There are two ways that I think you can go about trying to reduce the number of dependencies here. First of all, can you combine some of them together, if they're closely related. For example, maybe SoundManager and MusicManager are maybe so closely related that they're the same thing. Maybe not. (I personally like the separation.) Another possibility might be combining the font and the content manager. Do you really need to supply the font, if you can just look it up through the content manager? On the other hand, perhaps all of the needed content should be passed in, and you shouldn't need content manager as a dependency here at all. That could easily lead to an explosion of parameters, which you're trying to avoid, but maybe they all get packaged up into a "resource locator" that has a property for every piece of content that OptionsScreen needs. I guess my point here is, why do you pass some content in directly, and then also pass in the content manager? It's an inconsistency (but probably not a bad one).

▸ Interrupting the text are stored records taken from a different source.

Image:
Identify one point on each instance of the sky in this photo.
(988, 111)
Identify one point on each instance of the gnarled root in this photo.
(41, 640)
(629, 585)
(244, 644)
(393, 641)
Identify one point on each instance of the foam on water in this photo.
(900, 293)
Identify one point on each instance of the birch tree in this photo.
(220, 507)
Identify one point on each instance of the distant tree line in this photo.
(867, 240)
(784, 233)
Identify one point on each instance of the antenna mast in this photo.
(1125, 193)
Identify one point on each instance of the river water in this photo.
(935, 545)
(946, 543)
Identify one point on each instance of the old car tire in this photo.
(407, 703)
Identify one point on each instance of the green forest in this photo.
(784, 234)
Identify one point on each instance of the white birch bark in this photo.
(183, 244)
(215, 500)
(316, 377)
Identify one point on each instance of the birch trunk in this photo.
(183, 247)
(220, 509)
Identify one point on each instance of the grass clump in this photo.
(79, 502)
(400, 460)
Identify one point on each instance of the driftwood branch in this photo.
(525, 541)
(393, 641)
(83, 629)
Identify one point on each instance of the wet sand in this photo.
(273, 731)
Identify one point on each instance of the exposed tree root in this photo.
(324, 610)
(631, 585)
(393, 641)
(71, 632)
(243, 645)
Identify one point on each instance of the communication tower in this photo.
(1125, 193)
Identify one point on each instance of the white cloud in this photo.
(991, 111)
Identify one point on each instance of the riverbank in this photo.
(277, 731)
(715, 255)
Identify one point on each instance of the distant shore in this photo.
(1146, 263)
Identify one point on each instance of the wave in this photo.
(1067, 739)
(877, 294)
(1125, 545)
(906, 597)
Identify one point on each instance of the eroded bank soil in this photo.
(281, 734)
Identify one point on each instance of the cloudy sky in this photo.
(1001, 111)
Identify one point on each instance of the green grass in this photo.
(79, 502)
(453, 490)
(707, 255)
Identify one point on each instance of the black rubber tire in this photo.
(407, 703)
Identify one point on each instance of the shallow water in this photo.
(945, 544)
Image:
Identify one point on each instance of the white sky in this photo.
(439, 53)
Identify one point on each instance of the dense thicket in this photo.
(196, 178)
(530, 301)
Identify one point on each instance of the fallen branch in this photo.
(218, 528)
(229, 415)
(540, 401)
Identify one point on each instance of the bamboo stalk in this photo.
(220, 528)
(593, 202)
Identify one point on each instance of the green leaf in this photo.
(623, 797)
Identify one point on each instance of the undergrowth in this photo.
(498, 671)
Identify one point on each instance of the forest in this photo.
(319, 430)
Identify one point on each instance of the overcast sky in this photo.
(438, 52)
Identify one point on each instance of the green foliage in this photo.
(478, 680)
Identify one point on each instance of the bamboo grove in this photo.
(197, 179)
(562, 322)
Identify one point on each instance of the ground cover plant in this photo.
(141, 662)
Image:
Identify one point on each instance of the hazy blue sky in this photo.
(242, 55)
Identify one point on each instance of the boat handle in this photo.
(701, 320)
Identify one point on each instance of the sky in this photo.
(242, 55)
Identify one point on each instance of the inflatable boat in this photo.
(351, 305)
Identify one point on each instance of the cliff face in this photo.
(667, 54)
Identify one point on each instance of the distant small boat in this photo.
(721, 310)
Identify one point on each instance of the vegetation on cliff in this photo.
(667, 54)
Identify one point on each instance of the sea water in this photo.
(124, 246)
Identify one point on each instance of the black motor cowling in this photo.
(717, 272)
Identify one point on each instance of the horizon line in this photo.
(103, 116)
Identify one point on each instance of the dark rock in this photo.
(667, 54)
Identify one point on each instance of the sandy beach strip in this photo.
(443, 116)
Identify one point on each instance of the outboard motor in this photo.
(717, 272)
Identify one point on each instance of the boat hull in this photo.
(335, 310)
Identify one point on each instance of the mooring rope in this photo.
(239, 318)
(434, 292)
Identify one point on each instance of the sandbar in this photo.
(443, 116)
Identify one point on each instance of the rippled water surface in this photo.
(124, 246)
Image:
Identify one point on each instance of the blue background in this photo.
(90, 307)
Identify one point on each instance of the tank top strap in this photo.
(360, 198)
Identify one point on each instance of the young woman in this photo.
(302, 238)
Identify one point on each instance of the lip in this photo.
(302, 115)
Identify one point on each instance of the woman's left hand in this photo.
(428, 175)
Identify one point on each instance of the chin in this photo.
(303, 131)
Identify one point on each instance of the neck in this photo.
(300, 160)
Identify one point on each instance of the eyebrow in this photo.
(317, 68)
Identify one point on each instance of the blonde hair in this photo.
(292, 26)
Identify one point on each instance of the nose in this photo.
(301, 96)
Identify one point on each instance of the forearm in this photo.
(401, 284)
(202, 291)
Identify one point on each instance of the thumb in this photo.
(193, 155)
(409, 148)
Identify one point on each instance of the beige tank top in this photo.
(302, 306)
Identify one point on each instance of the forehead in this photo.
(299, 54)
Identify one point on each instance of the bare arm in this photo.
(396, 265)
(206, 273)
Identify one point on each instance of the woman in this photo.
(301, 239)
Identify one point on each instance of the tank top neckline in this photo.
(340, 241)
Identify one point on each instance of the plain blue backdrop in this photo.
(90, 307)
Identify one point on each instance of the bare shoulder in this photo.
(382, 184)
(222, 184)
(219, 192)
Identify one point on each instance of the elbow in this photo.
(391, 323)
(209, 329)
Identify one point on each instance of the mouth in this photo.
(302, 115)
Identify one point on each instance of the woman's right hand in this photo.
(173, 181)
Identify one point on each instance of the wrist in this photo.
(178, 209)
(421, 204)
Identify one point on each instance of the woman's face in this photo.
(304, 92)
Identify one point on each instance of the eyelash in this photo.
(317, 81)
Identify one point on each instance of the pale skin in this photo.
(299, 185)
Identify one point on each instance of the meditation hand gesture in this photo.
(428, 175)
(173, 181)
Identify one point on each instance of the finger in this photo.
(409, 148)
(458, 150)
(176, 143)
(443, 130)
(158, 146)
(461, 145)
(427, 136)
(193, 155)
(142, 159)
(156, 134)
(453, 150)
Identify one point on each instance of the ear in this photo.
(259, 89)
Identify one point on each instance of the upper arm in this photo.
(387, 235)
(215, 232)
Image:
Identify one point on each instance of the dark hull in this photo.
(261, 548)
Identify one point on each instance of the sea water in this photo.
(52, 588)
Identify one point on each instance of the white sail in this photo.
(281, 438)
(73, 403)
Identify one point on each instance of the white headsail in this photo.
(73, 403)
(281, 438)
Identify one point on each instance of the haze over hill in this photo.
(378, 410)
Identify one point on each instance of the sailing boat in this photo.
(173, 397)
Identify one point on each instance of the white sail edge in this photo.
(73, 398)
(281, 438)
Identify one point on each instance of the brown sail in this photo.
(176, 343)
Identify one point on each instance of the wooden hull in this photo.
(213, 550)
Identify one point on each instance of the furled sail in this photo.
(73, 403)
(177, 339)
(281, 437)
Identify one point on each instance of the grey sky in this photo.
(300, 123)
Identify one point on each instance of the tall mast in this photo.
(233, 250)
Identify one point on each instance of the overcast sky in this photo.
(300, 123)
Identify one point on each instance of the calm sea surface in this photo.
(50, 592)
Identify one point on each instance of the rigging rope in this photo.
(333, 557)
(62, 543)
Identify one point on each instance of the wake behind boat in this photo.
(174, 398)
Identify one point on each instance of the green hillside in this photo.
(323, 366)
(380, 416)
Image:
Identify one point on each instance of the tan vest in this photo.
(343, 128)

Quite honestly, I'm not sure I'd change anything (or much) with respect to the above point.
The second thing you could look at, and probably where I'd spend most of my time, is in figuring out whether OptionsScreen is simply trying to do too much. Just based on what I see in the constructor, I would assume that it is probably drawing the entire screen, including choosing fonts and images, as well as playing sound effects when things happen, and making changes to volumes of sound. It's quite a bit, but other than more fully developing a UI framework for yourself (which is a monster task) I'm not sure where you'd split this particular case up.
Bottom line: while I agree that fewer constructor parameters is a good thing, what I see here (a) doesn't seem that extreme and (b) actually shows a lot of good design choices to begin with. You should constantly be evaluating your design to see if you've got too many dependencies, which you're doing by posting this question in the first place, but this specific example doesn't seem particularly egregious or offensive to me. My preference would be to keep it as is, rather than start making some of these things static/globally accessible.